Она — порождение тьмы ночной, гуль из Рабирийских гор, вампир с Полуденного Побережья. Ее муж, наш отец, Мораддин из Турана — плод союза дверга-гнома и женщины-человека. Вестри и я — полукровки тульской крови. Такие существа рано или поздно теряют рассудок. Слишком много в нас перемешалось, и наследие каждой расы требует своего.

Правда, ни я, ни мой брат не испытываем тяги к питью крови. Наша мать вынуждена делать это, чтобы жить и сохранять молодость.

Но, может быть, мы еще слишком молоды? Вдруг через годик-другой нам захочется выйти на ночную улицу и вкрадчиво окликнуть запоздалого прохожего?

Ведь у нас, как у нашей матери, вместо обычных ногтей — втяжные кошачьи когти, у нас слишком острые резцы и глаза, отлично видящие во мраке…

— Сегодня Канделлоры, — неожиданно и не к месту вспомнила я. — Митрианский Праздник Свечей.

Отец молча пошарил в ящиках стола, на ощупь отыскал коробочку с белыми восковыми свечками. Защелкало кресало, затрещал, чадя, подожженный фитилек.

Мы смотрели друг на друга поверх горящей свечи.

Усталый, лысоватый человек средних лет, большую часть жизни посвятивший заботе о благе огромного государства, и молоденькая девушка, не знающая жизни.

— Я мог бы переправить ее за город, в замок Эрде, — задумчиво сказал отец. — И тебя с Вестри тоже.

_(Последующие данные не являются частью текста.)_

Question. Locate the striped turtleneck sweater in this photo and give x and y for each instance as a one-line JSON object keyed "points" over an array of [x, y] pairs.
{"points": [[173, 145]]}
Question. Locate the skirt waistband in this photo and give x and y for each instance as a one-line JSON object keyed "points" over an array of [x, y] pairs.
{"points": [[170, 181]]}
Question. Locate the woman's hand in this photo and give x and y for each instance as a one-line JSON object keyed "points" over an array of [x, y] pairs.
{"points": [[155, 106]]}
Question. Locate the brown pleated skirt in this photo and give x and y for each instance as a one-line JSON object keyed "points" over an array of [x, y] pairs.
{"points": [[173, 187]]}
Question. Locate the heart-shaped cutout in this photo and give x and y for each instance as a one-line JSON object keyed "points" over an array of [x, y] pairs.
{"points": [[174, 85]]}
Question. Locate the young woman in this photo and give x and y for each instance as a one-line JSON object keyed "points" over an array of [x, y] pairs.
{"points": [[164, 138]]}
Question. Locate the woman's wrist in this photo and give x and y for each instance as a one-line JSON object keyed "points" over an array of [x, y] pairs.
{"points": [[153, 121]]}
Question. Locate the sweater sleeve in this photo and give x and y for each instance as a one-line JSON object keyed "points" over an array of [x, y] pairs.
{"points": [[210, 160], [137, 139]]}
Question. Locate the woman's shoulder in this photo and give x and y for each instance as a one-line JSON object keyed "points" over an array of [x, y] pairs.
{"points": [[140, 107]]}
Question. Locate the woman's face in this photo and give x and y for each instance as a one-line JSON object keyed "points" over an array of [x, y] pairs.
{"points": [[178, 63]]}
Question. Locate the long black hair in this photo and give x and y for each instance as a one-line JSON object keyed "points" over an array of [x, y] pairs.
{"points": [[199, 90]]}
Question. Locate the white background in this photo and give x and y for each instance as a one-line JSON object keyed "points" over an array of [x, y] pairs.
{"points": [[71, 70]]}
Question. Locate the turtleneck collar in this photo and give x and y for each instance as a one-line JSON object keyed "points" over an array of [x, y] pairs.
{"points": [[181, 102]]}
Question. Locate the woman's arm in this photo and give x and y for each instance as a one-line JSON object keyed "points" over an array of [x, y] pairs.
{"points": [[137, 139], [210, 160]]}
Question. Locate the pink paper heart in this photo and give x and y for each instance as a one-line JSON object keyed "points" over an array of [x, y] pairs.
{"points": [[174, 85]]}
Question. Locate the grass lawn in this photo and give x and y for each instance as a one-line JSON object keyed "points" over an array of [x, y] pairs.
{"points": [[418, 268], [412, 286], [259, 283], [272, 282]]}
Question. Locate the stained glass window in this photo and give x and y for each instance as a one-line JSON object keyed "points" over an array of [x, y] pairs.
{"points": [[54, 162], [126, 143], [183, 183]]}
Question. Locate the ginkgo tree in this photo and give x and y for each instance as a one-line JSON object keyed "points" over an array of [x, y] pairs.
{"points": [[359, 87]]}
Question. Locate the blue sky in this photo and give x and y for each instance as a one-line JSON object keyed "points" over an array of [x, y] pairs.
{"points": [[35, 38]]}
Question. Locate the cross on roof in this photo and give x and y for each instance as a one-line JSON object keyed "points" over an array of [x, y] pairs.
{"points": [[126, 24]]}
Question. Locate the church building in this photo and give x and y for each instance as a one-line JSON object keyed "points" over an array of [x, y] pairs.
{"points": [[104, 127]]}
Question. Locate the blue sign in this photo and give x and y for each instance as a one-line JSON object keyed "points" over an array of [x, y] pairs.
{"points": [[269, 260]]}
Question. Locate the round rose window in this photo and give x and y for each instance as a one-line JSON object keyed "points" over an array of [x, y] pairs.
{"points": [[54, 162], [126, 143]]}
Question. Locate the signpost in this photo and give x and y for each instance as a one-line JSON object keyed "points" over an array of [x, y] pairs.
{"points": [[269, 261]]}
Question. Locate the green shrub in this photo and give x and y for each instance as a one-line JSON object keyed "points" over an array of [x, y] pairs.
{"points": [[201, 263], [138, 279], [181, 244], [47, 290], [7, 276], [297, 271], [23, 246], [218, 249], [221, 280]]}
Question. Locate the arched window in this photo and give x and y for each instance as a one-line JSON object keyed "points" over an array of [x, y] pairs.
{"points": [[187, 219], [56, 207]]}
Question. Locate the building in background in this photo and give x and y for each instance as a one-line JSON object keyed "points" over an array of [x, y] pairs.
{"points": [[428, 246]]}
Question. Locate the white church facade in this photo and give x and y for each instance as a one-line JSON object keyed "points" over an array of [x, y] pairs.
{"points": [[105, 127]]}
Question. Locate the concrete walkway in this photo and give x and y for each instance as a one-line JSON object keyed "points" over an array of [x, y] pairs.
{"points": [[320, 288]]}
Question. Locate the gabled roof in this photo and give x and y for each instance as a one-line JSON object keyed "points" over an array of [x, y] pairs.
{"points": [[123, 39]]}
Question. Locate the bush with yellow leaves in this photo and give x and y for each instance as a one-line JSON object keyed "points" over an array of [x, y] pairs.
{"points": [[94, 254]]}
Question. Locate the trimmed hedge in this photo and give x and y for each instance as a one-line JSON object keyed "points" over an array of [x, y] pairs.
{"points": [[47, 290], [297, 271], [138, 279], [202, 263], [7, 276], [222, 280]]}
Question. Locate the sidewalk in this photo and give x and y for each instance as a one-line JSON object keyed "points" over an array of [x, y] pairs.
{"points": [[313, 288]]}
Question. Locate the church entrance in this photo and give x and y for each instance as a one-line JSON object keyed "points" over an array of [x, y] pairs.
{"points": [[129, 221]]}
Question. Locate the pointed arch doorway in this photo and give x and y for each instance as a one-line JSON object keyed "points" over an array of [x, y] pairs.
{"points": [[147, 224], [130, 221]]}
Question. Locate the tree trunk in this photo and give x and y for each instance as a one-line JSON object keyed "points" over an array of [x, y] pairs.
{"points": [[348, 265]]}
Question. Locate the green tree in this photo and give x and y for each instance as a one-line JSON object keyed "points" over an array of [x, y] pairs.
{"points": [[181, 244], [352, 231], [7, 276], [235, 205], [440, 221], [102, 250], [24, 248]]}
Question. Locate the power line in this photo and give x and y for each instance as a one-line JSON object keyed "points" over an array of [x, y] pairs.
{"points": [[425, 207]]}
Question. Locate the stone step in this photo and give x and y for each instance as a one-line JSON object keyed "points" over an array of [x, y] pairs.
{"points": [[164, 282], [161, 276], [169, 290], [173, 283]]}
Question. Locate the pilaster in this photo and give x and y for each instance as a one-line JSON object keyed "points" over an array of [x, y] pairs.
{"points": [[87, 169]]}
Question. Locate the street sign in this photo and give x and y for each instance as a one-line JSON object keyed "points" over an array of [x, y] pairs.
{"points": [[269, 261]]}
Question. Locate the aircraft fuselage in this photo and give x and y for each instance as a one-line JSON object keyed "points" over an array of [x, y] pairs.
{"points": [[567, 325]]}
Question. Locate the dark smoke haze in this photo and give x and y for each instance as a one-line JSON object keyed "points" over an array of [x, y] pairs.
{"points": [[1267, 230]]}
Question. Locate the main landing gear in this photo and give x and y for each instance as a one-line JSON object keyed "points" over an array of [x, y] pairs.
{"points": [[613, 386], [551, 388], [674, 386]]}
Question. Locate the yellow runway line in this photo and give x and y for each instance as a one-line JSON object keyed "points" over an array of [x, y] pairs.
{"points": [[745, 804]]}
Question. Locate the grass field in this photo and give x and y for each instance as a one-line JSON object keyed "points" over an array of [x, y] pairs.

— Вестри не поедет, — я покачала головой. — Завтра в Военной Академии начинаются весенние экзамены. Он же лучший. Он не сможет бросить все.

— Да? — как-то потерянно переспросил отец. Мне захотелось расплакаться. — В самом деле… — он тряхнул головой, приходя в себя. — Разыщи своего брата и передай, что я хочу его видеть. Дана, не вздумай впадать в отчаяние! Мы с твоей матушкой попадали не в такие переделки, и ничего, до сих пор живы.

— Я никогда не впадаю в отчаяние, — как можно тверже сказала я. — Я — Эрде. Крепче камня, настойчивее воды и гибче стали.

Наверное, я неудачно повернулась и взмахнула рукавом, задев свечу. Та опрокинулась и погасла.

2 день Первой весенней луны.

Дурно так отзываться о родственниках, но мой брат до сих пор не осознает всей тяжести рухнувшей на нас беды. Он уверен, что отец в состоянии разрешить любые трудности. Вестри же чрезвычайно заботит, не пошатнется ли его положение выпускника Академии, не пострадает ли его начинающаяся карьера и не отвернутся ли от него друзья и подружки.